Blog | Friday, July 12, 2013

QD: News Every Day--U.S. health an issue of quantity, not quality

Overall health in the U.S. is a mixed bag, with life expectancy and healthy life expectancy on the rise, while morbidity and chronic disability accounting for nearly half of the nation's health burden and the U.S. finding itself falling behind other wealthy nation's progress in public health.

Researchers noted that, "The gap between life expectancy and [healthy life expectancy], a measure of the expected number of healthy years that an individual loses to disability--increased from 9.4 years to 10.1 years. In other words, individuals in the United States are living longer but are not necessarily in good health."

Researchers parsed the Global Burden of Disease 2010 Study for 187 countries from 1990 to 2010 to analyze 291 diseases and injuries, 1,160 sequelae and 67 risk factors or clusters of risk factors for the U.S. and 33 other economically developed countries.

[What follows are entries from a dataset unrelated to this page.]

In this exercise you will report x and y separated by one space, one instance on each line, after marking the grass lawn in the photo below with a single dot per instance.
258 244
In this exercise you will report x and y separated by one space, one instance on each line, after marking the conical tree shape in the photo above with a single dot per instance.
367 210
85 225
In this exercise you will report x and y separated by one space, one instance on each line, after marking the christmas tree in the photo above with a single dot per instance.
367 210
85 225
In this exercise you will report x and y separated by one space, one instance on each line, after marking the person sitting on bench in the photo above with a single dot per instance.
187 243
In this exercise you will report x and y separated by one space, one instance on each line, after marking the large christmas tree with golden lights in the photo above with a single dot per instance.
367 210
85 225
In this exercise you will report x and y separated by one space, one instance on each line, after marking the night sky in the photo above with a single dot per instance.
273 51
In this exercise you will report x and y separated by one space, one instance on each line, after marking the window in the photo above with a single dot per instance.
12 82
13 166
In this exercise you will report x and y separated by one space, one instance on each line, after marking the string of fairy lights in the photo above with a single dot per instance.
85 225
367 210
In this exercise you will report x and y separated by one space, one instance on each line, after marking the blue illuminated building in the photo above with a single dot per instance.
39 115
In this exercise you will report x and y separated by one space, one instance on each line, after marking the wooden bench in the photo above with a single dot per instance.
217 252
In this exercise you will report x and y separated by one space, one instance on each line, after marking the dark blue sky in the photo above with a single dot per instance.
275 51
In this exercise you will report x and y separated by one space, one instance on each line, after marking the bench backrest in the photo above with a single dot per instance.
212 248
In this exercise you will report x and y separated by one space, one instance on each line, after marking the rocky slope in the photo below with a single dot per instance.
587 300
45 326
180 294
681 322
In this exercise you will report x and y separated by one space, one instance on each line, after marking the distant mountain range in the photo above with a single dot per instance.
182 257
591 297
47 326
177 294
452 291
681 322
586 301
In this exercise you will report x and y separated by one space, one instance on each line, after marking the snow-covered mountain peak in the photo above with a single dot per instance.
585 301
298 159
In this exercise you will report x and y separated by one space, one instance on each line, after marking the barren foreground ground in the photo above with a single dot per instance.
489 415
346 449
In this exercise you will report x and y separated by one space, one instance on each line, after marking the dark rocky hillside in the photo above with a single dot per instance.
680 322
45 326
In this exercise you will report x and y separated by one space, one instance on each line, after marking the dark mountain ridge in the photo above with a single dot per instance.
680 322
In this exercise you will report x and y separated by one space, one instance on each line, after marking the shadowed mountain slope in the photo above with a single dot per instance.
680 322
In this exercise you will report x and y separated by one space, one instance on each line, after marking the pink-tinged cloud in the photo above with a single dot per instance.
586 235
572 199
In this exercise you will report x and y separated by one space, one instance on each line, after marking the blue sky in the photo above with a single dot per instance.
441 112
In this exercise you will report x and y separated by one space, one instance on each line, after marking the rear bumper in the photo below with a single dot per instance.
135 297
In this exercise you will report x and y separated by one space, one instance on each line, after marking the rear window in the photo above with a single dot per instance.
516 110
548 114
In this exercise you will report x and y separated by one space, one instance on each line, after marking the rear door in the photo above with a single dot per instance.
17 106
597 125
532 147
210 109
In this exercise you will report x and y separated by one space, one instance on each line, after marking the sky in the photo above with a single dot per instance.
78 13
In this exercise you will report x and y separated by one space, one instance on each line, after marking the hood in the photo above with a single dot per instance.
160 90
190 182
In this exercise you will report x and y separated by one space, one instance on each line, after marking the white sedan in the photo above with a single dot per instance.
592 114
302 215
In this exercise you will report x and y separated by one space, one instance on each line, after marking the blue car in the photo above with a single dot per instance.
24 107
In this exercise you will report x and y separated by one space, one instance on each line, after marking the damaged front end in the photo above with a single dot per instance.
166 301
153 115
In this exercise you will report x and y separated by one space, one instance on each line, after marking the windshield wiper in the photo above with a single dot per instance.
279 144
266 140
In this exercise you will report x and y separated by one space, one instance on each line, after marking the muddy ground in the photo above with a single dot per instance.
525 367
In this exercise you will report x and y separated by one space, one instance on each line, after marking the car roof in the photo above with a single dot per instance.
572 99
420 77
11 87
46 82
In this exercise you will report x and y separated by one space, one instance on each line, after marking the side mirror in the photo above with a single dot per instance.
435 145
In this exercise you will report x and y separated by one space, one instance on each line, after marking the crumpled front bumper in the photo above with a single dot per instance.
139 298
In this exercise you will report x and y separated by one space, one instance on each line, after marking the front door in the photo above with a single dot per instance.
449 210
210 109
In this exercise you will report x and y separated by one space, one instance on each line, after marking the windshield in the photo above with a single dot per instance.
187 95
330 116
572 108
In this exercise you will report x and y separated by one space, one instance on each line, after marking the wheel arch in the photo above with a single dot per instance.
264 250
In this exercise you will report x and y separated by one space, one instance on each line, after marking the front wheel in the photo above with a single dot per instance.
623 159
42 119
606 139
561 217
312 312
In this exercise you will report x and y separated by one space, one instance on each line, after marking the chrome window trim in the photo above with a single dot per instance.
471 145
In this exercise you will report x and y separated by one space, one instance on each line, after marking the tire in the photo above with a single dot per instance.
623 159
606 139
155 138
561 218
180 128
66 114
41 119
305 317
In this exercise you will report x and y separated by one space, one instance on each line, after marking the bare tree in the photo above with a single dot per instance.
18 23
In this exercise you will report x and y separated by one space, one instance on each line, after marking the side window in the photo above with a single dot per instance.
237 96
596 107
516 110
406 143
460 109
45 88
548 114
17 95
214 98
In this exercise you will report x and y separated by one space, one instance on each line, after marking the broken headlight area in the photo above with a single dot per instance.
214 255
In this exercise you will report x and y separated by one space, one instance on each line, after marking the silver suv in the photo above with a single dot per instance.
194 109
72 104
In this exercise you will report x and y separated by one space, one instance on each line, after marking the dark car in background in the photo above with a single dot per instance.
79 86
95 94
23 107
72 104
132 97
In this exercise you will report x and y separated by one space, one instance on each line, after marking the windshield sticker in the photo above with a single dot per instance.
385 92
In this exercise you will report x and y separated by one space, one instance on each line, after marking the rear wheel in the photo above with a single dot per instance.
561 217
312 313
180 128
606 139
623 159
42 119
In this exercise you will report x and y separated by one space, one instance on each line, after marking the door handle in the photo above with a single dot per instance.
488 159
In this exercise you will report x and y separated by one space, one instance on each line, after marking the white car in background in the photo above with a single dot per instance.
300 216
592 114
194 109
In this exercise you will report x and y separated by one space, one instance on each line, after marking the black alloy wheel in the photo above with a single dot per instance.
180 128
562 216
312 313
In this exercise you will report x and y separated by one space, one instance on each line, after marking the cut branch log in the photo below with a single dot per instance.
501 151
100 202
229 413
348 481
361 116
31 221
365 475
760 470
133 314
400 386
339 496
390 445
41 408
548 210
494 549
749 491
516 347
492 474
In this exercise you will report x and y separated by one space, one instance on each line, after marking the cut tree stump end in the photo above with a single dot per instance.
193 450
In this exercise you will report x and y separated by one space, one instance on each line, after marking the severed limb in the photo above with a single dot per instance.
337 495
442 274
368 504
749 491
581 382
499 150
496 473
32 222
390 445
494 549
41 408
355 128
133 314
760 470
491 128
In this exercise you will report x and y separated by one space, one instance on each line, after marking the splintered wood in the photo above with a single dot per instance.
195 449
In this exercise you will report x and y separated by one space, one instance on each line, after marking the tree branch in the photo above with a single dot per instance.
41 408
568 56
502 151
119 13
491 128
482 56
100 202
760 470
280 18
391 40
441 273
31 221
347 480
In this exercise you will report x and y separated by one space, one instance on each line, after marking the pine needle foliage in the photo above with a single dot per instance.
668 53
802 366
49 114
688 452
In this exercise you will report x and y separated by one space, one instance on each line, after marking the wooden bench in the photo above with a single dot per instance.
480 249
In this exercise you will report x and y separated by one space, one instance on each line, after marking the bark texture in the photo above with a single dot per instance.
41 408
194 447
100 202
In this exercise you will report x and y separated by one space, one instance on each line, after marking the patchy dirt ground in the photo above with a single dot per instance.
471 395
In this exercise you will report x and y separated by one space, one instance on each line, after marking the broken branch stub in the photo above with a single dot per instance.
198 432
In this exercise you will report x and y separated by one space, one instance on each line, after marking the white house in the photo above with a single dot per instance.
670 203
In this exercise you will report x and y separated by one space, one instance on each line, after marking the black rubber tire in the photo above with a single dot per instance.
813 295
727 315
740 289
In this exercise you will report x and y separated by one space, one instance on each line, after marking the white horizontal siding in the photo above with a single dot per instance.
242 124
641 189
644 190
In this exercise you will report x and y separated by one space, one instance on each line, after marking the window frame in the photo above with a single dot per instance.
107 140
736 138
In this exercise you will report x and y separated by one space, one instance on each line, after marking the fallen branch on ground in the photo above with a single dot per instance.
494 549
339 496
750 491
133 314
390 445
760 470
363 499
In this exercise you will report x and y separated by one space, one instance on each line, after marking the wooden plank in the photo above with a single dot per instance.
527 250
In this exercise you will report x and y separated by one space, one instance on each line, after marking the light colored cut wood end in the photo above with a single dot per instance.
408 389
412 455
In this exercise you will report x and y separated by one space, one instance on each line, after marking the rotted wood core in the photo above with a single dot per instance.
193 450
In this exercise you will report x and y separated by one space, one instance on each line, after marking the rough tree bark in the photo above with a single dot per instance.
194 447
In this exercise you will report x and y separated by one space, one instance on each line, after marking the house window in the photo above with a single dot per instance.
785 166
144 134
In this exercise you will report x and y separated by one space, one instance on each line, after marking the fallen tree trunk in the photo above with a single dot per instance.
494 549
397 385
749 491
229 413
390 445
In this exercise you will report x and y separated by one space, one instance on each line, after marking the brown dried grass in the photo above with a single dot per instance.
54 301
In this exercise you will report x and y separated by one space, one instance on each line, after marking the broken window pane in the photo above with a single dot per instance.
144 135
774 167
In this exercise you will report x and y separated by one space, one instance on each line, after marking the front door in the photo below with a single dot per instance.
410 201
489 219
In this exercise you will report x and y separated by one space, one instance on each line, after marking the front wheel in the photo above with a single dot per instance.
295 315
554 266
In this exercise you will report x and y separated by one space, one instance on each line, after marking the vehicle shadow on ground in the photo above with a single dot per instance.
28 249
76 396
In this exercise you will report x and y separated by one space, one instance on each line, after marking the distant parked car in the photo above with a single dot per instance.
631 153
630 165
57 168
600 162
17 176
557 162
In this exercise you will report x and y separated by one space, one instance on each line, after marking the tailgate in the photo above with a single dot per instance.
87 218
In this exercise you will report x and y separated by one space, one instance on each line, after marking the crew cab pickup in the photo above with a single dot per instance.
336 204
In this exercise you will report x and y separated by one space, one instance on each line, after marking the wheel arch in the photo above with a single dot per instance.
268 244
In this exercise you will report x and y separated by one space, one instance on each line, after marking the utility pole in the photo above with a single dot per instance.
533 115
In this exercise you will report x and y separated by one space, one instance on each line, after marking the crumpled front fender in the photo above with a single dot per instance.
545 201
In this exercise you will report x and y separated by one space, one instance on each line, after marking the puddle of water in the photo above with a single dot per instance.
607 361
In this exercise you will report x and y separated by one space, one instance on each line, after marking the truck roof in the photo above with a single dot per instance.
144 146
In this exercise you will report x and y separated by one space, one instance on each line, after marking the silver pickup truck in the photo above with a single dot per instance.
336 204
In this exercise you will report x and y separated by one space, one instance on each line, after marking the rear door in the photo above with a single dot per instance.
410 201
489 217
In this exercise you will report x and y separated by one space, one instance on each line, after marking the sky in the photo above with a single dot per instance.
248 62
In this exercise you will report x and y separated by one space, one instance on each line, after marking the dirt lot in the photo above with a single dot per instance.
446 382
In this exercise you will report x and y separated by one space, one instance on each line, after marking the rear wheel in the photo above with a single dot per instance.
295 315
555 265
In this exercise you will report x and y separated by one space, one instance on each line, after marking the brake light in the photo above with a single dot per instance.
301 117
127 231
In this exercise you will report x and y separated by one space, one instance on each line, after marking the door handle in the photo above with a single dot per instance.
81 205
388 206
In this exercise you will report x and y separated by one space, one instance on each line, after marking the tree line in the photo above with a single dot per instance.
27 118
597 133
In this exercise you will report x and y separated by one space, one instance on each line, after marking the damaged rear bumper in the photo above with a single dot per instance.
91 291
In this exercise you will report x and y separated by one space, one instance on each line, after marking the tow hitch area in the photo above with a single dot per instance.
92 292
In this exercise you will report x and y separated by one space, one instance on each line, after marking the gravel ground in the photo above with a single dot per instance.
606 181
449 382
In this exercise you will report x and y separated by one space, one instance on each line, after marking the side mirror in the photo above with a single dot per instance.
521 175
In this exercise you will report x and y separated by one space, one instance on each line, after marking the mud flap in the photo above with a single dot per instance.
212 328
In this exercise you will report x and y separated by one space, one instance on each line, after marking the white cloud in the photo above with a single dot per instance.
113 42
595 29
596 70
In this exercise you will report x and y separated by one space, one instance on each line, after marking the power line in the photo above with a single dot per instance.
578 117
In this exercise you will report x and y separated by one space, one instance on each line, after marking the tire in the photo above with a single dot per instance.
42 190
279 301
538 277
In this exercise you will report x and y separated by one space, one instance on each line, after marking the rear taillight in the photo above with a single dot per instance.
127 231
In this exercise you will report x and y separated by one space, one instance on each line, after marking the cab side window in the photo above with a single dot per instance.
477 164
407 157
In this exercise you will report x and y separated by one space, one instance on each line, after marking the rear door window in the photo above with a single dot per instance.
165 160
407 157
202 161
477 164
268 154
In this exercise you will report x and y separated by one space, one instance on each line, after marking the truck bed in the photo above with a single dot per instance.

Results appeared in the Journal of the American Medical Association.

Among the findings:
--U.S. life expectancy for both sexes combined rose from 75.2 years in 1990 to 78.2 years in 2010, while healthy life expectancy rose from 65.8 years to 68.1 years;
--Diseases and injuries that cost the most years of lost life were ischemic heart disease, lung cancer, stroke, chronic obstructive pulmonary disease and road injury. Age-standardized years of lost life rose for Alzheimer's, drug use disorders, chronic kidney disease, kidney cancer and falls;
--Diseases with the largest number of years living with disability included low back pain, major depressive disorder, other musculoskeletal disorders, neck pain and anxiety disorders;
--The leading risk factors related to disability-adjusted life years were dietary risks, tobacco smoking, high body mass index, high blood pressure, high fasting plasma glucose, physical inactivity, and alcohol use.

Compared to other economically developed nations, from 1990 to 2010, the U.S. rank for the age-standardized death rate changed from 18th to 27th, for the age-standardized years of lost life rank fell from 23rd to 28th, for the age-standardized years of living with disability fell from fifth to sixth, life expectancy at birth fell from 20th to 27th, and healthy life expectancy fell from 14th to 26th.